Methods: We used baseline data from two prospective studies conducted among WRAs in Accra, Ghana (n = 2307, year = 2008-9) and Lilongwe, Malawi (n = 103, year = 2017-18). Diet was assessed using locally adapted food frequency questionnaires. Overweight was defined as body mass index (BMI) ≥25 kg/m2 and BMI <30 kg/m2, and obesity as BMI ≥30 kg/m2. DPs were derived using principal components analysis, and their association with overweight and obesity was assessed using generalized linear models controlling for age, education and wealth. Socio-demographic characteristics were examined across ordered DP quartiles/quintiles using a non-parametric test for trends (significance: P < 0.05).
Results: Two DPs were identified in both Ghana and Malawi, explaining 34% and 42% of dietary variance, respectively. In both samples, a protein DP was identified characterized by high intake of cereals, pulses, eggs, meat and poultry in Ghana and dairy, eggs, poultry, fats and sugar-sweetened beverages in Malawi. In addition, a healthy DP in Ghana showed high intake of fruit, nuts and dark green leafy vegetables, and a modern DP in Malawi showed high intake of sweets, processed foods, tubers, nuts and fruit. In both countries, higher education and wealth were associated with higher protein, healthy and modern DPs. In Ghana, higher protein DP was also associated with lower age and lower prevalence of underweight. DPs were not significantly (all P > 0.05) associated with overweight or obesity in either Ghana or Malawi.

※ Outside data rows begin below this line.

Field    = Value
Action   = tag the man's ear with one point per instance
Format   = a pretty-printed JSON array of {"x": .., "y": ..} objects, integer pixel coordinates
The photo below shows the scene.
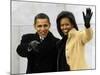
[{"x": 49, "y": 25}]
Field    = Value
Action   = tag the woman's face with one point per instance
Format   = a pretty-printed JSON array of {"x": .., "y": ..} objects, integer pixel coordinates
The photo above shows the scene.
[{"x": 65, "y": 25}]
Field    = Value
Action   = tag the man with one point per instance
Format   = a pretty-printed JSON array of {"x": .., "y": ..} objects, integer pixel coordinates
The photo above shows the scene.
[
  {"x": 71, "y": 48},
  {"x": 39, "y": 48}
]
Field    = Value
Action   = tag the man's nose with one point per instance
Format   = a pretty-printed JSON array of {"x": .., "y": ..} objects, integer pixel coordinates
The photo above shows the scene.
[{"x": 42, "y": 28}]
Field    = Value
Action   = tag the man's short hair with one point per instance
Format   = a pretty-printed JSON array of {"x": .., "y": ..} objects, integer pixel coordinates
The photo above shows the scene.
[{"x": 41, "y": 16}]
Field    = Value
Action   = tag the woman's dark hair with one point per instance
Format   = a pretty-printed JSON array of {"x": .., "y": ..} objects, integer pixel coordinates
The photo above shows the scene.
[
  {"x": 65, "y": 14},
  {"x": 41, "y": 16}
]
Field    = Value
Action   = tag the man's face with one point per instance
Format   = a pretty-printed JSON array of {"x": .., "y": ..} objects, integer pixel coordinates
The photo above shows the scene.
[
  {"x": 42, "y": 26},
  {"x": 65, "y": 25}
]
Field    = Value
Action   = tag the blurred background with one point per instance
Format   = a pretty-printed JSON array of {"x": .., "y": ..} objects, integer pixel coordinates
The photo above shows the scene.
[{"x": 22, "y": 20}]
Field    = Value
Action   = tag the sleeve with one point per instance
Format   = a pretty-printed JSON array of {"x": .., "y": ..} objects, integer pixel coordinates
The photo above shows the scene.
[
  {"x": 22, "y": 48},
  {"x": 86, "y": 35}
]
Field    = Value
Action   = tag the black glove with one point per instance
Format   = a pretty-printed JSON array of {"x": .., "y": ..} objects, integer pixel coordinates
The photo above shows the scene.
[
  {"x": 34, "y": 45},
  {"x": 87, "y": 17}
]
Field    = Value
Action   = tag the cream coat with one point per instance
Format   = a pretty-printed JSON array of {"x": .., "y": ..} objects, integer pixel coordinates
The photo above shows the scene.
[{"x": 74, "y": 50}]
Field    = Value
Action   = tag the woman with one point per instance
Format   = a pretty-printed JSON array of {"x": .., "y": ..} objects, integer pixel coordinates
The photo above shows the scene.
[{"x": 71, "y": 47}]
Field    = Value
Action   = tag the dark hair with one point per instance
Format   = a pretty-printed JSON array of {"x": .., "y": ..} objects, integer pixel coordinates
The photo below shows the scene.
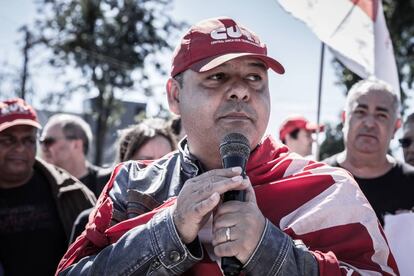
[
  {"x": 133, "y": 138},
  {"x": 409, "y": 120},
  {"x": 294, "y": 134},
  {"x": 176, "y": 125}
]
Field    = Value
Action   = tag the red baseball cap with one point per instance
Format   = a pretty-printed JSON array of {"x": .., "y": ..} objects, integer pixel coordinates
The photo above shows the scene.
[
  {"x": 214, "y": 41},
  {"x": 297, "y": 122},
  {"x": 17, "y": 112}
]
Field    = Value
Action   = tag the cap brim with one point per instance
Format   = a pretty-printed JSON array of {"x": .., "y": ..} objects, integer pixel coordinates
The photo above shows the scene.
[
  {"x": 210, "y": 63},
  {"x": 314, "y": 127},
  {"x": 17, "y": 122}
]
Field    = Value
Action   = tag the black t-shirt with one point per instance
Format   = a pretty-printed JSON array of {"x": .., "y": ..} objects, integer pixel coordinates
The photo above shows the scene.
[
  {"x": 387, "y": 193},
  {"x": 32, "y": 238},
  {"x": 96, "y": 178}
]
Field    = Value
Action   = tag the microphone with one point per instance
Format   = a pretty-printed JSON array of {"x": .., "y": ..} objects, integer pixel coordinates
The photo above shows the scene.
[{"x": 234, "y": 152}]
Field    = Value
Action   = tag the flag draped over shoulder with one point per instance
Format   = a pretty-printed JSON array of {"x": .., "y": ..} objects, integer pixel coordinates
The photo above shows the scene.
[
  {"x": 312, "y": 202},
  {"x": 355, "y": 31}
]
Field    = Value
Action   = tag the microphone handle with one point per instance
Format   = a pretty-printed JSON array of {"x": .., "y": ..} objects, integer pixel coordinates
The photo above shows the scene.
[{"x": 231, "y": 266}]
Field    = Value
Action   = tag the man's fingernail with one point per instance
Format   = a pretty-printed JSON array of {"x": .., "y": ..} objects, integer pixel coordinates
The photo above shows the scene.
[{"x": 236, "y": 169}]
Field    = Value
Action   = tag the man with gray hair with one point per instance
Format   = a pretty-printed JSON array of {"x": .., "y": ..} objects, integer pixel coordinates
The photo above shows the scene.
[
  {"x": 407, "y": 140},
  {"x": 371, "y": 118},
  {"x": 65, "y": 142}
]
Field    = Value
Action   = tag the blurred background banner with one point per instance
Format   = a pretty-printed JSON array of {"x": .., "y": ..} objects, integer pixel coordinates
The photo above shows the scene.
[{"x": 355, "y": 31}]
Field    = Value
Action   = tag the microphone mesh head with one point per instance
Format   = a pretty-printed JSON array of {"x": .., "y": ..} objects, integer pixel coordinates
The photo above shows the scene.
[{"x": 235, "y": 144}]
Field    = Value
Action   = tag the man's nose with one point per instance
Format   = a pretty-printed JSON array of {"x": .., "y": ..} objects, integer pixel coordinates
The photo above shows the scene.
[
  {"x": 238, "y": 91},
  {"x": 369, "y": 120}
]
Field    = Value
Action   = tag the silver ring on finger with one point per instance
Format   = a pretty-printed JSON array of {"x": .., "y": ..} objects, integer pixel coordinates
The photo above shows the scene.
[{"x": 228, "y": 234}]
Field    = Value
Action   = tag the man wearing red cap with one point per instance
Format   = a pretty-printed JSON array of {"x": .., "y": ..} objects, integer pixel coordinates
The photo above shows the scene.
[
  {"x": 296, "y": 133},
  {"x": 38, "y": 202},
  {"x": 167, "y": 218}
]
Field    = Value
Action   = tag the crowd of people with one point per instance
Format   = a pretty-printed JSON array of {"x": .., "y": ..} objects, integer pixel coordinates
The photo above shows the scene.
[{"x": 159, "y": 209}]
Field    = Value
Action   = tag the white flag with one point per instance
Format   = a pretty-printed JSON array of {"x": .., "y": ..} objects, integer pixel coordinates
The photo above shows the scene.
[{"x": 355, "y": 31}]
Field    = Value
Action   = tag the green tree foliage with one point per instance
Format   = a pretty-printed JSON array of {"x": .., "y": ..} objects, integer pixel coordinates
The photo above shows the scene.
[
  {"x": 400, "y": 21},
  {"x": 112, "y": 42}
]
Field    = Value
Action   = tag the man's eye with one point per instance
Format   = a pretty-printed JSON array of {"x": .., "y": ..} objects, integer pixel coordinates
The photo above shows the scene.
[
  {"x": 218, "y": 76},
  {"x": 254, "y": 77}
]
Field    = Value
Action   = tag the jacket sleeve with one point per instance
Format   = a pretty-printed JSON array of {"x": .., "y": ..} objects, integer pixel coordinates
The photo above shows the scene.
[{"x": 154, "y": 247}]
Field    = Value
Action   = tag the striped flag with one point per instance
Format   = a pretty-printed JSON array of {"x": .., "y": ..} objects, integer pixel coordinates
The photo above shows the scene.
[{"x": 355, "y": 31}]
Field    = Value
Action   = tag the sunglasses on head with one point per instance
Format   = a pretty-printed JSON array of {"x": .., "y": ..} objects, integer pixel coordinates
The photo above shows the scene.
[
  {"x": 405, "y": 142},
  {"x": 49, "y": 141}
]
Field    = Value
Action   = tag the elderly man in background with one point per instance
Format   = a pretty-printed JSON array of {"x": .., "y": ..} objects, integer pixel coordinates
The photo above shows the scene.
[
  {"x": 407, "y": 141},
  {"x": 371, "y": 118},
  {"x": 38, "y": 201},
  {"x": 168, "y": 218},
  {"x": 65, "y": 142}
]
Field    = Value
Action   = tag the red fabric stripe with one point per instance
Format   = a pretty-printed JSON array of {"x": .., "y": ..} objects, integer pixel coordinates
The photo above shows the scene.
[{"x": 370, "y": 7}]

Conclusions: Healthy and protein DPs characterized diets of urban WRA in Ghana, and protein and modern DPs in Malawi. Higher education and wealth were associated with higher DP quartiles/quintiles in both samples. The healthy DP in Ghana may reflect an earlier stage of the nutrition transition compared to the modern DP in Malawi (data collected ten years apart), or different food cultures and food varieties in the two countries. Further research is needed to understand the lack of association between DPs and obesity among urban WRAs in SSA.
Funding Sources: None.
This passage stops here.